Scripture Readings
1 Samuel 3:21-4:18; Proverbs 3:11-4:14; Jeremiah 2:31-3:16
Prayer
Daily Prayer Rule for Great Lent
Reflection
“The Philistines deployed their forces to meet Israel, and as the battle spread, Israel was defeated by the Philistines, who killed about four thousand of them on the battlefield. When the soldiers returned to camp, the elders of Israel asked, “Why did the Lord bring defeat on us today before the Philistines? Let us bring the ark of the Lord’s covenant from Shiloh, so that he may go with us and save us from the hand of our enemies.”
1 Samuel 4:2-3
Four thousand soldiers died in a single battle. It was a complete disaster for Israel. They knew that Moses and Joshua used to take the ark of the covenant into the battle with them. Surely, turning to God, bringing this sacred and most holy object to camp and marching with it to a battlefield would guarantee a victory. Their plans fell apart as the Israeli army suffered much greater defeat and their enemy captured the ark. Five times in verses 11–22 we find the phrase “the ark of God was (is) taken” to describe the humiliation and shame that Israel must have experienced seeing its army destroyed, the greatest symbol of its faith and national identity in the hands of their enemy.

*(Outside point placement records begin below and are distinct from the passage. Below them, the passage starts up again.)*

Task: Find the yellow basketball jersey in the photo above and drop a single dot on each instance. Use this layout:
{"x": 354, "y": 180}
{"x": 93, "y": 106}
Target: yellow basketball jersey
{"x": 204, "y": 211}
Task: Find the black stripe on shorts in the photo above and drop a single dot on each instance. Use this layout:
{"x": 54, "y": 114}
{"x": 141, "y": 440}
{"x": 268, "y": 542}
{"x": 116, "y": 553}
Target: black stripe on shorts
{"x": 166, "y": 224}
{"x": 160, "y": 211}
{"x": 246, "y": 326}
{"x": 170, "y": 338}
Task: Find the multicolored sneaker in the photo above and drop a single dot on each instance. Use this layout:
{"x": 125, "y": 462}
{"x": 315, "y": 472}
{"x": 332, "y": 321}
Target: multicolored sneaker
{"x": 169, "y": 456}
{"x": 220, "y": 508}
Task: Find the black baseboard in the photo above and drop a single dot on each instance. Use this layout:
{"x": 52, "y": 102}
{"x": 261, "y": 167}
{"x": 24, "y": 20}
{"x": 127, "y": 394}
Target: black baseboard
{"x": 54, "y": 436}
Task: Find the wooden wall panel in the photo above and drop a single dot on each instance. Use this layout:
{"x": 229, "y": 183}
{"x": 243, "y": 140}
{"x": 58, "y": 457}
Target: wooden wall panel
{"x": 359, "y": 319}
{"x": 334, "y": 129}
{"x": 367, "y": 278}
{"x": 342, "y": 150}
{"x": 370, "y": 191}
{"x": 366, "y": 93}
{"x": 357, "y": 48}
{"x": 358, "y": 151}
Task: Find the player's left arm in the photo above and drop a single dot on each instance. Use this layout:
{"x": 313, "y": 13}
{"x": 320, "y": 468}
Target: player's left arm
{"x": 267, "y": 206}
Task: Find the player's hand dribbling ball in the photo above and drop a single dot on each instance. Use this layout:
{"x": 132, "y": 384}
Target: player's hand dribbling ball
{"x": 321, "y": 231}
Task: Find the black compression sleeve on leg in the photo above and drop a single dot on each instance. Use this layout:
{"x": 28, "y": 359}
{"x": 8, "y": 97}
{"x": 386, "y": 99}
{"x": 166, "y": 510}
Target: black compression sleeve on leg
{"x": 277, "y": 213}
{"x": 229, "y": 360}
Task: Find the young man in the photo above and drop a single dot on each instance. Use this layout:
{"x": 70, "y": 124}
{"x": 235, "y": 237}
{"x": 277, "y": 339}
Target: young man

What they neglected to realize and recall was the fact that Moses and Joshua carried the ark of the covenant to a battlefield to glorify God and celebrate the divine presence in their lives. They did not simply use the ark and God as a convenient and powerful weapon whenever their plans fell apart.
People turn to God at different junctions of their lives for different reasons. But we can’t reduce faith to a magical solution to which we turn when nothing else works. We can’t reduce living God that can’t be contained in a universe to a superhero that is obligated to rash to help us when we call his name. Rather, faith is a loving relationship, a joyful reality we are called to experience and seek in our daily lives. Faith transforms and transfigures us on every level, fills our lives with divine peace and unshaken hope, which can indeed sustain and protect us against any disaster and misfortune life might throw at us.